Mother's Day 2011
Our bishop was driving by our house as Jason was taking pictures of the children and me. He was kind enough to stop and offer to take one of the entire family.What a great Mother's Day gift!
I recall a sacrament meeting talk given some years ago on Mother's Day when the speaker said, "Every year on this day, we put mothers on such a high pedestal, that all the women go home feeling guilty." Well, since then, I've let go of all unreal expectations I've had for myself and for my children...well, at least my Mother's Day expectations.
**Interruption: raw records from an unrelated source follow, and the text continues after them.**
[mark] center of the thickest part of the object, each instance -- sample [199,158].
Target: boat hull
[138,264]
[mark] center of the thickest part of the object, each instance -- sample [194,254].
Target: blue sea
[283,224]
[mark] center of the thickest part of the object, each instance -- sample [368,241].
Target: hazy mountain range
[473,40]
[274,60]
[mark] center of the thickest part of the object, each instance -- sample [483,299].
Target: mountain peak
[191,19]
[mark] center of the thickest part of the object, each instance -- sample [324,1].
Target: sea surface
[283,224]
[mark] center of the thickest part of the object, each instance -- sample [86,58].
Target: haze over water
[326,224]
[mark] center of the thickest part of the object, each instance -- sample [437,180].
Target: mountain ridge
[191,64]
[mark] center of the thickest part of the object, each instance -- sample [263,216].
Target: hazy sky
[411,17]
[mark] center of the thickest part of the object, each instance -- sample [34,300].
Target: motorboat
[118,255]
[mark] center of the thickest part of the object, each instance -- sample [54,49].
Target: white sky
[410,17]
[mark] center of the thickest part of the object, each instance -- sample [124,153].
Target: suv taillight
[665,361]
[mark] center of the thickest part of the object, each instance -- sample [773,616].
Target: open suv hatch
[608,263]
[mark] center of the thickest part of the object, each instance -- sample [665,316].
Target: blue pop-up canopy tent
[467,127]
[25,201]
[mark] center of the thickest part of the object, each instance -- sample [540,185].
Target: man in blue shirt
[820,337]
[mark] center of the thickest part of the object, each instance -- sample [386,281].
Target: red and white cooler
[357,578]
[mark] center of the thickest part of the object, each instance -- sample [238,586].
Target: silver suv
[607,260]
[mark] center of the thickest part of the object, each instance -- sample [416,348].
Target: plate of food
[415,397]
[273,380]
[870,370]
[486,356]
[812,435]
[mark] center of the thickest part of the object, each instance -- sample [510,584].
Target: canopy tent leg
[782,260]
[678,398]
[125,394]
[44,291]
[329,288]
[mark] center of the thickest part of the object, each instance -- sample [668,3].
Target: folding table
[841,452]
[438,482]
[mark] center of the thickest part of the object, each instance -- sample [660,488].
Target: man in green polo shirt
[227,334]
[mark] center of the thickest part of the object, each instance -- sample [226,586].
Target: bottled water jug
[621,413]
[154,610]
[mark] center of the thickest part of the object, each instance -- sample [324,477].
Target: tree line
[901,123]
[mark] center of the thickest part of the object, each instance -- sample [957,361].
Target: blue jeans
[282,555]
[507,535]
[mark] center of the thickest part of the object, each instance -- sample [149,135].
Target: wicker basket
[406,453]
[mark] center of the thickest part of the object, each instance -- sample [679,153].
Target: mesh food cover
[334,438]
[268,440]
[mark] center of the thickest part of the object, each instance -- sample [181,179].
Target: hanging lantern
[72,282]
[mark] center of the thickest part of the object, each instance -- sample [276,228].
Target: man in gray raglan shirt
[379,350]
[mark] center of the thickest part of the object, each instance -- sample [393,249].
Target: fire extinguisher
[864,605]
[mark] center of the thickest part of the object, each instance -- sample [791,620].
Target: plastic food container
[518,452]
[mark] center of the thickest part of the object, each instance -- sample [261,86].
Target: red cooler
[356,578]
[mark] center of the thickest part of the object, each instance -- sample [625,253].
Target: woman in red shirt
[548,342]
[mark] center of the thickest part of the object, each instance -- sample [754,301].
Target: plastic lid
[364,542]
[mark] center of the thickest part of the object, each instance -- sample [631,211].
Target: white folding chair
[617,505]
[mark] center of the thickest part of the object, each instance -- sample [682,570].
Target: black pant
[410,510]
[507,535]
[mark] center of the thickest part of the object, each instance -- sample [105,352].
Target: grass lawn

Why should this Sunday be any different, simply because we're supposed to honor mothers? I know I will still have my "battles of the bench" in trying to keep three rowdy boys reverent. I will likely struggle to console a child who is in a great gulf of woe and misery because his brother is now sitting in his spot. I apologize if the plastic dinosaur, thrown in a fit of tantrum, hit you in the back of the head. I'll have the intuition to hand the babe off to daddy just before she spits everything up that I just managed to feed her, and I'll try not to laugh too loudly at the sight of him dripping wet in his suit. (I'll even do the laundry...eventually.) I should definitely still expect to be called upon to remove my son from nursery for using the chairs as a weapon. I will delve into my arsenal of dirty looks to flash across the Primary room at the son who is giggling with his neighbor when he's supposed to be singing Praise to the Man. I will do all this, and more, and it won't seem so bad. I'll just "chalk it up" to another three-hour block survived, and there's no guilt in that. In fact, I think I'll just take my place on that pedestal, thank you very much!